More than a few years ago, I began watching a film never-before seen by me on television. It had been running for some time, so I had not seen the credits and I assumed the story was based on one of William Shakespeare's plays. It was an "older" movie, "The Lion in Winter," with Peter O’Toole playing Henry II; Katharine Hepburn portraying the banished and imprisoned one-time queen, Eleanor of Aquitaine; Anthony Hopkins as their eldest son, Richard the Lionhearted; one of the future James Bond actors, Timothy Dalton, here as King Philip II of France; and assorted other actors/characters.

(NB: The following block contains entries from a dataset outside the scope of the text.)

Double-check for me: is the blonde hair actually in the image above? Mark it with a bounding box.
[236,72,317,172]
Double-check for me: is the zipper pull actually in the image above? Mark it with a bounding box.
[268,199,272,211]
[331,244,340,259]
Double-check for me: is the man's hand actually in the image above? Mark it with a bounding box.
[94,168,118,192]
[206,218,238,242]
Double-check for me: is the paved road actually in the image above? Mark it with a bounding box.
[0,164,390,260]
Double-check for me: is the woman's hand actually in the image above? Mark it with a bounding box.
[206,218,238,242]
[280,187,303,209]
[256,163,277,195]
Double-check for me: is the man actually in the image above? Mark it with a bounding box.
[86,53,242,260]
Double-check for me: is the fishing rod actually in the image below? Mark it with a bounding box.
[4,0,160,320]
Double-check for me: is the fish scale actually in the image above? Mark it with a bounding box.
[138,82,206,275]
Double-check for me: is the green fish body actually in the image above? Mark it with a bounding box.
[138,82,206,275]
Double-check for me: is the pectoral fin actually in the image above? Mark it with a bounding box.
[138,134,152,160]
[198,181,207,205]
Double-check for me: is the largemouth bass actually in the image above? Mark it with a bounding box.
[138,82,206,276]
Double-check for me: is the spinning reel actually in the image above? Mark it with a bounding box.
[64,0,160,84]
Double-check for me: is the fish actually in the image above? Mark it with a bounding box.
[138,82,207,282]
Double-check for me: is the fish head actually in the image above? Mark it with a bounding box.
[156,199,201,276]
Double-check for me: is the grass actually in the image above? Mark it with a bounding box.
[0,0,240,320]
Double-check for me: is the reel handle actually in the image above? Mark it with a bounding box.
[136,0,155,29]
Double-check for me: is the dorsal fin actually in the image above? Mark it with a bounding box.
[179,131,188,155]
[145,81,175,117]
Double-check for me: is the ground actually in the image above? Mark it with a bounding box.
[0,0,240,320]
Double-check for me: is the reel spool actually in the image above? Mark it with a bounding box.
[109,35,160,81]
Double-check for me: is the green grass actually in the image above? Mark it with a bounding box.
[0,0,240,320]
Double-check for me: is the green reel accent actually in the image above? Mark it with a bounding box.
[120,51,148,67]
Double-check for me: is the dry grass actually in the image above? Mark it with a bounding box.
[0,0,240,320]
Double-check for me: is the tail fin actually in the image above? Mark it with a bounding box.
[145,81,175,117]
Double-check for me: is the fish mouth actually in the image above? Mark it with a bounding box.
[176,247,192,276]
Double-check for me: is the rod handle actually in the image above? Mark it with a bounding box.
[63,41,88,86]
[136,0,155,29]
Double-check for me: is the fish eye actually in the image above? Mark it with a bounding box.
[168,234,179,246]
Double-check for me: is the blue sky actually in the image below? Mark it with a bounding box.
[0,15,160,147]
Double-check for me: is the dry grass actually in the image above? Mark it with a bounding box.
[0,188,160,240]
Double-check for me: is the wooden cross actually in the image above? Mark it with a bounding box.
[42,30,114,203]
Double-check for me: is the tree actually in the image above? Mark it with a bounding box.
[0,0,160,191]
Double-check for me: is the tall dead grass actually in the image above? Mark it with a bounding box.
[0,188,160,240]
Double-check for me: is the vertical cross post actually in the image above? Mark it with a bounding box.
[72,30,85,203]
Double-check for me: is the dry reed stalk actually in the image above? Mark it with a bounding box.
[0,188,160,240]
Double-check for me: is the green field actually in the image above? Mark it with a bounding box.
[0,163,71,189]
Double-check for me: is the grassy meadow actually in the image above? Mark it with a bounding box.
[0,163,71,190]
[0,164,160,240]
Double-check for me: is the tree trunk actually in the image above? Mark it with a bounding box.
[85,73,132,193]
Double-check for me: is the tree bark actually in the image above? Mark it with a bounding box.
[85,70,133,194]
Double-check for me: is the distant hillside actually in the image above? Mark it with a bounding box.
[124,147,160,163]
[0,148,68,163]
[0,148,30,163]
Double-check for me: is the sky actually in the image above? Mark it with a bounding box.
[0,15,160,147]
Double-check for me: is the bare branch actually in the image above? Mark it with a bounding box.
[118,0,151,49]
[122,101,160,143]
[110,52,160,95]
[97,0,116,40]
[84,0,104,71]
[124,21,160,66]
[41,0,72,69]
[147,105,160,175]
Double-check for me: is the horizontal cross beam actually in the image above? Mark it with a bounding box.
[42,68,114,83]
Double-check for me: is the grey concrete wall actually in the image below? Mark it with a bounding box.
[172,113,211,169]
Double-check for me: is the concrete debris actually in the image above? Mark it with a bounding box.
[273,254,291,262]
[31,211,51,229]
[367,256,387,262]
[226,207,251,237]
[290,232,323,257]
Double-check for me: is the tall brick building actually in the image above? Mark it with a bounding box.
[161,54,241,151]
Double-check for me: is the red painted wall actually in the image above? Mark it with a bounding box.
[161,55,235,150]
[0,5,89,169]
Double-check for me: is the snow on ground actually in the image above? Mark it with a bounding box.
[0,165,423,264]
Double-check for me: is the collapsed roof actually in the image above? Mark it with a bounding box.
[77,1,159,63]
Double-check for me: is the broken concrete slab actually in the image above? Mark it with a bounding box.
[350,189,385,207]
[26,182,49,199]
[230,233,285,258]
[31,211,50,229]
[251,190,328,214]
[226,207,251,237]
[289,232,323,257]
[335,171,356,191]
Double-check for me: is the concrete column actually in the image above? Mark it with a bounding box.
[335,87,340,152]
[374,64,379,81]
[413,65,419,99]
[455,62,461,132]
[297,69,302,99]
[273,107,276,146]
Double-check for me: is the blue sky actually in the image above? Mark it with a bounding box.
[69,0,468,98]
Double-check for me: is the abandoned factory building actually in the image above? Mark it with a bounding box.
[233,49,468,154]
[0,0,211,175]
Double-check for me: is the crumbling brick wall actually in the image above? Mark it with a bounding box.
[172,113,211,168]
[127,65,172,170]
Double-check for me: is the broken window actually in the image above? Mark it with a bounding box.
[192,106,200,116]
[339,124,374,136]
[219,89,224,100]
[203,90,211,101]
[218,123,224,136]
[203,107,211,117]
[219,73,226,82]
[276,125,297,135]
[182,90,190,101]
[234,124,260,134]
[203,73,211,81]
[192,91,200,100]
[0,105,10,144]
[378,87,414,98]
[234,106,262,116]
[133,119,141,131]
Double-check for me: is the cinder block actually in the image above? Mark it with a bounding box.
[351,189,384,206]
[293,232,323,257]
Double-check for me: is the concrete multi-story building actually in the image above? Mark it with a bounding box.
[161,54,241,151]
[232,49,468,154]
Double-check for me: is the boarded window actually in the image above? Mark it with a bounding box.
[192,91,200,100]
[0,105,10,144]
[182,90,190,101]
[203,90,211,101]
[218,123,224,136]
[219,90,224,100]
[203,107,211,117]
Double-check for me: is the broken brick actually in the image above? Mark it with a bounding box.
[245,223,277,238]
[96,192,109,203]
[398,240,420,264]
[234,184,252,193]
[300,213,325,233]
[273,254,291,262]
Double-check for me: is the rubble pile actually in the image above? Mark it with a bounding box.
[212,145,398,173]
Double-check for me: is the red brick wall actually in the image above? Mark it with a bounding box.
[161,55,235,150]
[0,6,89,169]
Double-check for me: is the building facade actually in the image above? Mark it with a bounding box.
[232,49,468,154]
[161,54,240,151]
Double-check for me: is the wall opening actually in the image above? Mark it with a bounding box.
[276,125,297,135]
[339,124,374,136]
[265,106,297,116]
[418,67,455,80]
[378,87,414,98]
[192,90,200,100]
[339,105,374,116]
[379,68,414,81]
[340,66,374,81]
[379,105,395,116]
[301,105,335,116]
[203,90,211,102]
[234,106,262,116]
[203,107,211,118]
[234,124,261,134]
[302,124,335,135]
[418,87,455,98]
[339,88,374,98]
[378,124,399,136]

I have written about this play/film in the past and I will not attempt
to go into any details of the story other than to say the closing lines
exchanged between Henry and Eleanor as the film ended really stunned me. I
re-read the play recently -- those closing lines several times -- and, I have
been thinking about them often -- pondering them -- in both a religious and a secular sense. The lines
were:
Henry: You think there's any chance of it?
I
later learned the play was the work not of Shakespeare, but of James Goldman, a
contemporary in the sense he was born in 1927 and died in 1998. I later bought a
copy of the play and read it. Since Goldman wrote both the stage play and the
screenplay for the film, I was not surprised to discover the dialogue was the
same in both. I noted that Goldman also wrote both the stage play and the
screenplay for a drama about Sherlock Holmes, "They Might be Giants,"
and the original screenplay for, "Robin and Marian," two of my
favorite productions, as well as a number of other works.
The closing words of Maid Marian to Robin Hood are equally eloquent and
fascinating to those of Henry and Eleanor:
"I love you. More than all you know. I love you more than children. More than fields I've planted with my hands. I love you more than morning prayers or peace or food to eat. I love you more than sunlight, more than flesh or joy, or one more day. I love you .... more than God."
In the next life, maybe, I will write something equally profound or,
maybe, encounter a woman who will say such words to me .... and mean them.